GRIFFITH | "You look like you can still play," said East Chicago resident John Castillo, who marveled at the sight of a still lean and athletic-cut Otis Wilson, who made a Jan. 20 appearance at Bridges' Scoreboard Restaurant and Sports Bar.
"I don't know about that," said the former star linebacker, who was one of the key and outspoken catalysts for the Super Bowl XX champion Bears. "The kids today are a little too fast for me."
Perhaps it's a perceived thinner skin they're carrying that aids their flight.
"This is a whole different generation of players from when I played, and the 'old school' ways just don't work any more," Wilson said when asked about why his former team continues to avoid fire-and-brimstone types like Mike Ditka whenever filling head coaching vacancies.

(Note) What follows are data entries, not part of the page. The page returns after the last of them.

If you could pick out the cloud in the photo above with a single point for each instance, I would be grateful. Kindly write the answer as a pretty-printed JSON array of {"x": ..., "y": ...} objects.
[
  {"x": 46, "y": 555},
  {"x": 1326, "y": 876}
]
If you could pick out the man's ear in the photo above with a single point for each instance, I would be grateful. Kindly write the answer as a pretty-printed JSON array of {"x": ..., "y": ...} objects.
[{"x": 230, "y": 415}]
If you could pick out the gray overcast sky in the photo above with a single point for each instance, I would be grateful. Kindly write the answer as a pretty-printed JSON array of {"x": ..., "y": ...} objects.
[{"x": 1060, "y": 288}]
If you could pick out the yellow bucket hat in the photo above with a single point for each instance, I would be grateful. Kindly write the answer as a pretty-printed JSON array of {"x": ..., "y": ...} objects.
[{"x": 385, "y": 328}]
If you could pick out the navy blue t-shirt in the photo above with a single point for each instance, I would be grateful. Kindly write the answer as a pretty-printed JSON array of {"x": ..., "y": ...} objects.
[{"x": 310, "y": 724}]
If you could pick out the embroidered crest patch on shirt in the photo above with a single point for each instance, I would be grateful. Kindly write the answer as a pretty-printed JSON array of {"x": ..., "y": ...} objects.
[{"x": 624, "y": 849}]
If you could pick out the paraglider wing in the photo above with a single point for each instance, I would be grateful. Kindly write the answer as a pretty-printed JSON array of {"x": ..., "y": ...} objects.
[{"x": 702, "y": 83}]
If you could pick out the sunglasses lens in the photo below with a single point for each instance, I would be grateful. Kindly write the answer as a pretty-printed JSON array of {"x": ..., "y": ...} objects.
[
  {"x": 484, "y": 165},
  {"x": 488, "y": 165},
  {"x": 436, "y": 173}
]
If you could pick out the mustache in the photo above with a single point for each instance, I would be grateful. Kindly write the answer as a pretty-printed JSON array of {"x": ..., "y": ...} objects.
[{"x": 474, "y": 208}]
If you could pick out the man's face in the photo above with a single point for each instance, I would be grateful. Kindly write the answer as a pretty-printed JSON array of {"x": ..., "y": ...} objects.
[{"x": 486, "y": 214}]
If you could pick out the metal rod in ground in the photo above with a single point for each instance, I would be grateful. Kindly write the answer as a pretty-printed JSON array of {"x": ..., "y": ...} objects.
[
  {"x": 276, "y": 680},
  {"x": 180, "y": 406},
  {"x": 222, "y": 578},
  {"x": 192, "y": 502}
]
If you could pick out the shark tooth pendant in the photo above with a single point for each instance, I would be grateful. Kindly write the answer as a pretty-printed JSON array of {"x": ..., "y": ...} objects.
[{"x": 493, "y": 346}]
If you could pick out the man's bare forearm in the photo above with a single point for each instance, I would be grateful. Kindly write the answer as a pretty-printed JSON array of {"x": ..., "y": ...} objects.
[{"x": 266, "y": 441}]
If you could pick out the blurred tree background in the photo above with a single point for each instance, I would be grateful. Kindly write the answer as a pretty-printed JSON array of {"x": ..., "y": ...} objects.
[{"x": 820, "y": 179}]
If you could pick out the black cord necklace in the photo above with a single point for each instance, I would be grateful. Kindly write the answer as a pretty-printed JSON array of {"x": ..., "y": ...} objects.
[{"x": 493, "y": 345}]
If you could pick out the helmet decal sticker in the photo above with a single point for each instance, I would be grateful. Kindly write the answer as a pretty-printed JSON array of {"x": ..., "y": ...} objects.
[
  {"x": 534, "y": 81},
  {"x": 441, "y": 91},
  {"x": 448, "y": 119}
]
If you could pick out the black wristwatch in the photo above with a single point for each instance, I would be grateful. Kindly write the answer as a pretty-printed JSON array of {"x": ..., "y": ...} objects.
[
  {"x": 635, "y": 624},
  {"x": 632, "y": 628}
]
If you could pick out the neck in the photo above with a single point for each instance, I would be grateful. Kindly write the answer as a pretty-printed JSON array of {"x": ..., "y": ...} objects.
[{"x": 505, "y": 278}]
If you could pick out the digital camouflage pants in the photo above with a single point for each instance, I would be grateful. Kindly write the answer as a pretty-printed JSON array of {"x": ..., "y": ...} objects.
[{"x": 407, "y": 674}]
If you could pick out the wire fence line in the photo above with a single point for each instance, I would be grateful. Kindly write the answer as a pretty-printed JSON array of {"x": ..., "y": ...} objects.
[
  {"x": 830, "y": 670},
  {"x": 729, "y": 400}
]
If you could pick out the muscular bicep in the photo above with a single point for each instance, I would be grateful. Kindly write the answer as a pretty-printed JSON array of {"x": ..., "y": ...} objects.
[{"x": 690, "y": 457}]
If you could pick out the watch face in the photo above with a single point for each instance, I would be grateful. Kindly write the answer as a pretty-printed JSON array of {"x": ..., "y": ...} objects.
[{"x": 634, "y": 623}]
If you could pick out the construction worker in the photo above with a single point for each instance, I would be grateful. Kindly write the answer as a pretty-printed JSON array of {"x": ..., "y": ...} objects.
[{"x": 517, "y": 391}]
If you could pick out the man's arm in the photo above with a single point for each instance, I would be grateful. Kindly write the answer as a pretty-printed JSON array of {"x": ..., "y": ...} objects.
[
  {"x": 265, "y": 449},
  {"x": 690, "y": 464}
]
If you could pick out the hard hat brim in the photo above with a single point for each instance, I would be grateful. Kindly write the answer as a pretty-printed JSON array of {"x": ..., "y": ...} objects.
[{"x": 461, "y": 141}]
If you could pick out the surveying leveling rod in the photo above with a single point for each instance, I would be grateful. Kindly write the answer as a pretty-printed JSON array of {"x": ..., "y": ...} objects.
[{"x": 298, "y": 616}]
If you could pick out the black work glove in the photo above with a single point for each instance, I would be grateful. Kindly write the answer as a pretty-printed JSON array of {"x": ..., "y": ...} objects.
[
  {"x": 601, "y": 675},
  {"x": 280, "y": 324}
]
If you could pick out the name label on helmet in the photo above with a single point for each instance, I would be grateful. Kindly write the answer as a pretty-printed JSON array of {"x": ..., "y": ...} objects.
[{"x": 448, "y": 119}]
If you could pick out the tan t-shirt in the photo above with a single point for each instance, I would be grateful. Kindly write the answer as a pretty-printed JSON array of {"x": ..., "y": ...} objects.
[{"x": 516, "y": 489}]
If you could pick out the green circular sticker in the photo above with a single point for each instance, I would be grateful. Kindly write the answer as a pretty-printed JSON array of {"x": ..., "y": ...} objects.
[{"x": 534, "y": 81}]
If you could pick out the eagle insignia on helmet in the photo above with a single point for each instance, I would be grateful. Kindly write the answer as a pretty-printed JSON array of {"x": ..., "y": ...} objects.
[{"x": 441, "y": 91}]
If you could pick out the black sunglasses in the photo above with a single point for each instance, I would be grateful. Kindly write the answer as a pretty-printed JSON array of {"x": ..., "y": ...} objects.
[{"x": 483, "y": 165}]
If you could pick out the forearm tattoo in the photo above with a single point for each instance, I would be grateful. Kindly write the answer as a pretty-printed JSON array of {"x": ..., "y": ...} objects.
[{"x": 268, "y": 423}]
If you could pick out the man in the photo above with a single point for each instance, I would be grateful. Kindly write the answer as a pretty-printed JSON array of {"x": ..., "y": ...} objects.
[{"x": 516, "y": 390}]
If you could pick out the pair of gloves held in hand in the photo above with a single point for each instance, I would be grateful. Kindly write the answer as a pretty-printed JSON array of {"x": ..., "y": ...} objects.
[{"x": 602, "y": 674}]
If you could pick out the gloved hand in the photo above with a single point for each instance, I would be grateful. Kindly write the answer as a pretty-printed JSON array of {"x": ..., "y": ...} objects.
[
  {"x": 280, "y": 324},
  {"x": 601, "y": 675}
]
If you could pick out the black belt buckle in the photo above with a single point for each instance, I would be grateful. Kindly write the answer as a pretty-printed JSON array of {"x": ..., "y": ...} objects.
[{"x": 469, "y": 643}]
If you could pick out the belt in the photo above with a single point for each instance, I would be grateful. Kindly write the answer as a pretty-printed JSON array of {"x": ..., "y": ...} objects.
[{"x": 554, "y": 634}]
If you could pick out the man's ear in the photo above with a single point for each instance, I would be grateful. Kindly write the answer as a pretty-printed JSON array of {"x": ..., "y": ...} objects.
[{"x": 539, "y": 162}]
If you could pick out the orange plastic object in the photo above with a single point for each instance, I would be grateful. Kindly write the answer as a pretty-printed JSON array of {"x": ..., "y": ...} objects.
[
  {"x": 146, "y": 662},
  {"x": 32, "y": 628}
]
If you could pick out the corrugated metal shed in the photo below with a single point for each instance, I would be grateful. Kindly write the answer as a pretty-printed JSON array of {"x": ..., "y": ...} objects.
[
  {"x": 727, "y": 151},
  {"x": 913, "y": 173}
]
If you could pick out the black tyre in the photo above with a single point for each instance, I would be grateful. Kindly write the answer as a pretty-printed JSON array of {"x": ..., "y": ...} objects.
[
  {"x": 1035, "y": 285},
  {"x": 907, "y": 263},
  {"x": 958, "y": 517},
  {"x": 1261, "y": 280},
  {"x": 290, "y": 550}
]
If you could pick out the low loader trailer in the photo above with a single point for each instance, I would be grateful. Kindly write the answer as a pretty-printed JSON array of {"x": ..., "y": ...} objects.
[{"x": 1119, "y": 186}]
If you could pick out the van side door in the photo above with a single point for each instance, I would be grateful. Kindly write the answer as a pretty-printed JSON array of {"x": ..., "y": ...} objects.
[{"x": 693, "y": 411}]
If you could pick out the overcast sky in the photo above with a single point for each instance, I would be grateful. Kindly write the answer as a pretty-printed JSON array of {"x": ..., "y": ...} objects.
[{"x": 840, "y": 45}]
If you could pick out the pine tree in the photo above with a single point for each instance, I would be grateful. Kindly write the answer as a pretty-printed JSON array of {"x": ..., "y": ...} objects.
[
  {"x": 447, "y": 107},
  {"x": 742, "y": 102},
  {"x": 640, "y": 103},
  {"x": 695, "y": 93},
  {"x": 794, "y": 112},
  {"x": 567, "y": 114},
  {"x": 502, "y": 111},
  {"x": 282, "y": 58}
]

"Look what happened to Mike Singletary with the 49ers," Wilson said while referencing San Francisco's comeback surge against the Atlanta Falcons during the NFC Championship, which was in progress on multiple TV screens at the restaurant/bar. "He tried to bring in all that there, and he ended up getting fired. You can't coach today's players in the same ways we were coached."
This was Wilson's second appearance at Bridges' -- the first came circa the Bears' last championship season more than a quarter of a century ago. The Bears' only other Super Bowl appearance was in 2007 (2006 season). Now with incoming head coach Marc Trestman and a clean slate of new assistants, it's back to square one for the Bears.
"They gave Lovie (Smith) nine years to get it done, and he managed to get them to the NFC Championship game (twice) and the Super Bowl," Wilson said. "But since then, his teams have seemed to always fade out at the end.
"It was time for a change."
Smith's tenure with the Bears was actually longer that Wilson's, who played eight seasons in Chicago, the final during the strike-replacement-player 1987 season when he suffered a career-shortening knee injury. Known for his relentless pursuit, QB-addling blitzes and fierce tackling, Wilson was a Pro-Bowler who helped the Bears set an NFL record in total sacks (72) the season before they went to the Super Bowl -- the mark still stands.
Though he will likely not follow several of his Super Bowl champion teammates into the Pro Football Hall of Fame, Wilson has garnered accolades from football's most reverent figures.
He was named to John Madden's All-Century Team, and in his autobiography "My Life and Times," Bears Hall of Fame runnng back Gale Sayers lists Wilson on his all-time Bears team along side fellow linebackers Dick Butkus and Wilbur Marshall.
One thing is for sure, "Mama's Boy Otis" rapped the most street-cred-resounding verse of the prescient hit single "Super Bowl Shuffle."
The Brooklyn native and Louisville All-American still calls Chicago home, where he remains active with his not-for-profit "Otis Wilson Charitable Association," which focuses -- among other things -- on literacy, fitness and proper fitness for youths.
"Fitness and education ... you've got to feed the body and the mind," said Wilson, who apparently hasn't lost his singing voice.